I've caught the bug to learn functional programming for real.
From what I've heard, SICP is about a lot more than just functional programming.
Caveat: I have not read the whole book
Since the examples rely on closures and continuations, you would be better served by using a language with both of those features, otherwise you would need to implement them yourself.
For example, writing a metacircular evaluator in Scheme leverages the fact that Scheme provides closures and continuations.
I used lua when I had a look at sicp
works out pretty well
Use anything but scheme.
While using something else then scheme, you will be encouraged to think more, and avoid temptation to just retype the examples. It is a good thing.
Of course, it has to be similar enough, in lisp-1 sense, so clojure and arc are good to go.
I have used scheme for my self-study. The best way to learn from SICP is to do all the exercises relegiously.
I have used Gnu guile for scheme.
While you could use something other than Scheme, you'd be needlessly adding extra work and possibly cutting yourself off from fully understanding what the book is about. SICP was an introductory programming book. It is a stepping stone to deeper topics in computer science. Getting bogged down in 'translating' from Scheme to CL or Clojure would probably obscure the finer points. That would be a shame, because SICP is truly a gateway to understanding what programming is really about.

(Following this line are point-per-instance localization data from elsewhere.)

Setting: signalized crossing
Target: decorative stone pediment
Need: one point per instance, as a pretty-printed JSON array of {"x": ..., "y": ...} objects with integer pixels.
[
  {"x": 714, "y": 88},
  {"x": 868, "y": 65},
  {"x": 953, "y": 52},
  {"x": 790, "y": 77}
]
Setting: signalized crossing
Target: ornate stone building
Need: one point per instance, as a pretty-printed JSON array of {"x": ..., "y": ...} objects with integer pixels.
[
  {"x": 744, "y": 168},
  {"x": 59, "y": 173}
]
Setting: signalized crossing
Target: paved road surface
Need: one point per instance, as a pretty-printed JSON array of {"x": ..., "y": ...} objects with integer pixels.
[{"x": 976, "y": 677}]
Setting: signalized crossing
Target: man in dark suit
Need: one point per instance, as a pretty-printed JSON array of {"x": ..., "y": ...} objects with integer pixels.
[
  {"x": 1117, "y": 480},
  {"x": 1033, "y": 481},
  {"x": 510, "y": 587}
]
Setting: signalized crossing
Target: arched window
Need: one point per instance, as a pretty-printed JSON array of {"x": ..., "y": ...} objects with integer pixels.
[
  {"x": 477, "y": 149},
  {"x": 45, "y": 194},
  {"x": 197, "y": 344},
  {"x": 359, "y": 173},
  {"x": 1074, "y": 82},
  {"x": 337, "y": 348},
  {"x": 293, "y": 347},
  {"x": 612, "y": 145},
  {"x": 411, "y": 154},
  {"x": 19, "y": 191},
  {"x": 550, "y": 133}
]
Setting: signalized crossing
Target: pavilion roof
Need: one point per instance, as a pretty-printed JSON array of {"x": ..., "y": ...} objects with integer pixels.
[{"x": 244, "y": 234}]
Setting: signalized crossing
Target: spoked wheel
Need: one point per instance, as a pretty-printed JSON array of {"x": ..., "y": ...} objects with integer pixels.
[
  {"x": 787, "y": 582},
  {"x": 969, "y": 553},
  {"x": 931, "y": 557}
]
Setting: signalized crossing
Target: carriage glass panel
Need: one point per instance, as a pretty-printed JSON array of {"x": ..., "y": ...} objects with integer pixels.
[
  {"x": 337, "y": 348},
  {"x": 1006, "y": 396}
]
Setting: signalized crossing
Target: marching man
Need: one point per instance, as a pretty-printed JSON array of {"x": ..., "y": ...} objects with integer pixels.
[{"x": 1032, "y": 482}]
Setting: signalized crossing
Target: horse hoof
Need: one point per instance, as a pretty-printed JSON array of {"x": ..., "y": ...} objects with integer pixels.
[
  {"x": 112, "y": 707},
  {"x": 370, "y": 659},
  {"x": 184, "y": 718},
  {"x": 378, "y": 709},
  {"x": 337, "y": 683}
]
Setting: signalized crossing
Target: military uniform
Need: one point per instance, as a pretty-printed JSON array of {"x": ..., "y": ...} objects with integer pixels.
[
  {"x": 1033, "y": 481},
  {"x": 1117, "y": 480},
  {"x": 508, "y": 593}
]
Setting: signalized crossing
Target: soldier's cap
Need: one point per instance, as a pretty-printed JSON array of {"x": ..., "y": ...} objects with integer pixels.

Learning Scheme is really straight forward (especially compared to both CL and Clojure) and, in fact, the introductory course as well as the book, assumes the student doesn't know it already. CL and Clojure carry considerable baggage relative to the task at hand.
I hear of others who have used Common Lisp and Clojure.
You should use whatever language most motivates you, but 99% of folks working through SICP are going to use Scheme.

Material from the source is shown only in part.